Elana wrote and asked me what thoughts I had on social science and artistic vision (in her case, photography) and the merging of the two fields. Are there specific criteria that I hope to see reflected in the creation of ‘scientifically supportive imagery’?
I responded that I still find writing about the visual to be ironic, at best. I strongly believe that we can learn more by looking, reveal more by showing than through simple justification in text. Art and Science are both about discovery and creating a record of that discovery. Both are infused with the time and place in which they are practiced. The 'audience' for any work of art, any scientific discovery makes the ultimate interpretation. This is as it should be.
The visual image needs to be interrogated. Just like a criminal in a police station. We should never accept what we first see as the final truth, but realise that we are peeling an onion of multiple truths (and lies). Sociology, when done well, is a good detective story.
Some of the best 'social photography' today is done on cell/mobile phones and appears on flickr and Facebook. Photography does not always have to have a 'cause' or social issue in order to be about social life. There is much fodder for investigation in the ordinary.
Elana cited Howard Becker a lot. It reminded me of his piano playing. I want both Beckers/I want to be both. I suggested that Elana read this blog. I proposed that it is a non-course in performative social science, an educational process by subterfuge (see preceding blog item).
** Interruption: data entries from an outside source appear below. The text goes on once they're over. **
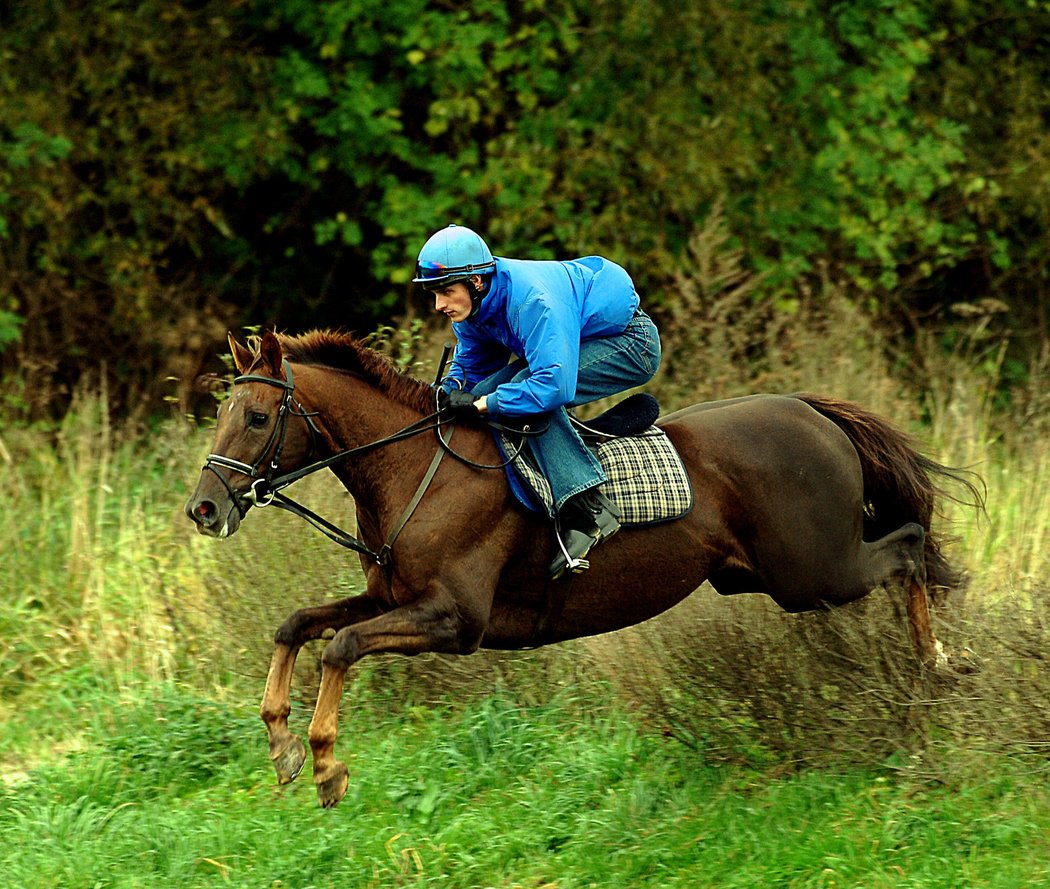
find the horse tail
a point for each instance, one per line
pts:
(901, 485)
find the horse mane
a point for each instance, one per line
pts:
(340, 352)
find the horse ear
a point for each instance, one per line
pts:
(242, 357)
(271, 354)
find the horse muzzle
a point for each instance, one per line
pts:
(215, 517)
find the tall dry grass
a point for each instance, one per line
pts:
(105, 578)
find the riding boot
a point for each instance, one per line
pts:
(585, 521)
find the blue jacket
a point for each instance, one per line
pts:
(541, 311)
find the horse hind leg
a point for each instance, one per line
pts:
(900, 556)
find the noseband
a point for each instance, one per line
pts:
(263, 489)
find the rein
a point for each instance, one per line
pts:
(266, 490)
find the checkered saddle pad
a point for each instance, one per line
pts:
(647, 480)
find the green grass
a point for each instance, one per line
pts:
(175, 790)
(132, 655)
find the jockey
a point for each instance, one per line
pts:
(578, 335)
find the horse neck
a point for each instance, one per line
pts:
(352, 414)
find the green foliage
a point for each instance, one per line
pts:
(169, 170)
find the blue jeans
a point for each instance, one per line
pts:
(607, 365)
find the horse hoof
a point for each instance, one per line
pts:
(332, 785)
(288, 761)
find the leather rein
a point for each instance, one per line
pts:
(266, 489)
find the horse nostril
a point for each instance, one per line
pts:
(202, 511)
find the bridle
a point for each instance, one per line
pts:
(264, 489)
(267, 485)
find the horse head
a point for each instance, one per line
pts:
(254, 440)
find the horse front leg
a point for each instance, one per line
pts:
(287, 752)
(433, 625)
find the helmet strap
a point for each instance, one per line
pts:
(477, 294)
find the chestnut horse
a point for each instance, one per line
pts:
(809, 500)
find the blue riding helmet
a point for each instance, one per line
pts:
(450, 255)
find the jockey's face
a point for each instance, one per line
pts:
(454, 301)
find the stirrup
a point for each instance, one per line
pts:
(573, 564)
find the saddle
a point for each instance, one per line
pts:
(647, 480)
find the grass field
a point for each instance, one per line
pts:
(173, 789)
(723, 744)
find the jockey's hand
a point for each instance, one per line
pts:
(458, 402)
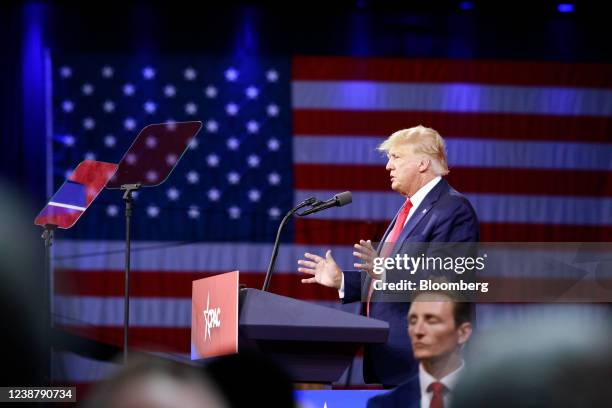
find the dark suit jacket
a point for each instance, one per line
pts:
(405, 395)
(444, 215)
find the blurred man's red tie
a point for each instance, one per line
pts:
(437, 398)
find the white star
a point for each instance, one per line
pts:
(251, 92)
(65, 72)
(274, 178)
(131, 158)
(89, 123)
(152, 211)
(112, 210)
(210, 91)
(148, 73)
(151, 142)
(233, 143)
(212, 160)
(212, 126)
(170, 124)
(169, 91)
(129, 124)
(171, 159)
(272, 75)
(231, 74)
(173, 194)
(107, 71)
(87, 89)
(254, 195)
(273, 144)
(190, 74)
(234, 212)
(151, 176)
(68, 106)
(272, 110)
(213, 194)
(233, 177)
(193, 177)
(68, 140)
(193, 212)
(253, 160)
(108, 106)
(252, 126)
(191, 108)
(274, 213)
(110, 141)
(150, 107)
(231, 109)
(128, 89)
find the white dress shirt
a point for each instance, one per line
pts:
(416, 200)
(449, 381)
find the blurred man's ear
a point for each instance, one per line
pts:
(465, 331)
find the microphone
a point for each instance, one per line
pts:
(338, 200)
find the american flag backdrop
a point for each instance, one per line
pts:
(529, 143)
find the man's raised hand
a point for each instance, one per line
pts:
(324, 271)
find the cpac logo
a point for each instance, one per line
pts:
(212, 318)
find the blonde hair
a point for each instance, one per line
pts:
(425, 141)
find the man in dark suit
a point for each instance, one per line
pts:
(433, 212)
(438, 327)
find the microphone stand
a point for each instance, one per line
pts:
(307, 202)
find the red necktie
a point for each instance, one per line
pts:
(437, 398)
(390, 243)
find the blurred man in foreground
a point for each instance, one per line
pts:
(438, 328)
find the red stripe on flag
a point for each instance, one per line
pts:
(164, 284)
(465, 179)
(169, 339)
(501, 126)
(348, 232)
(443, 70)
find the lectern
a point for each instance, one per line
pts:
(313, 343)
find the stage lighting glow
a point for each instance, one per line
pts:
(466, 5)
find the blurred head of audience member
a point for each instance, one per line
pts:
(545, 362)
(22, 310)
(439, 326)
(148, 382)
(250, 379)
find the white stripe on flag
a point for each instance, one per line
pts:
(177, 257)
(489, 208)
(461, 152)
(452, 97)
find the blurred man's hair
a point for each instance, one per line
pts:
(463, 312)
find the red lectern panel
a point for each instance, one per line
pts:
(214, 316)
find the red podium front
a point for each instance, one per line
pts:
(214, 316)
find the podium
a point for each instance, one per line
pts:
(313, 343)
Next, an anthropological journal sent me a friend’s paper on the use of poetry in social science to review. I highly recommended publication of the paper; then I added:
When any breakthrough occurs in art (or social science or anthropology?), it is necessary in order for it to find its place on a continuum of time that other attempts are made to refine answers to a set of questions that change only slowly (Kubler, The Shape of Time, 1962). This effort in the refinement of the use of poetics in social science contributes to the development of the use of the arts in this arena by astutely placing the case in a solid social science framework. Not the artistic endeavor that will punctuate the historical continuum as a great work of art, rather, this contribution is the quieter and deeper foundation-building labour that is necessary for other great strides forward to make their mark and prosper in the first place.
The author only hints at the audience (or community) so necessary for the dialogic to exist within our relationships with works of art. Further attention to relational aesthetics (Bourriaud 2001) may very well help inform further development of the theoretical base for poetics in social science research. The intuitive aspects of a shared culture, coupled with a more universal response to injustices (and, therefore, an artistic expression of these emotive components), compete for resolution within more rigid ethical frameworks and well-tested methodologies in the discussion. My take is that by developing a trust in personal instinct and intuition and the naturally expressive and moral potential of these resources, social science research will become more comfortable within these new paradigms and more willing to jettison some of the baggage of its old ‘academic rigor’ and procedural ethics.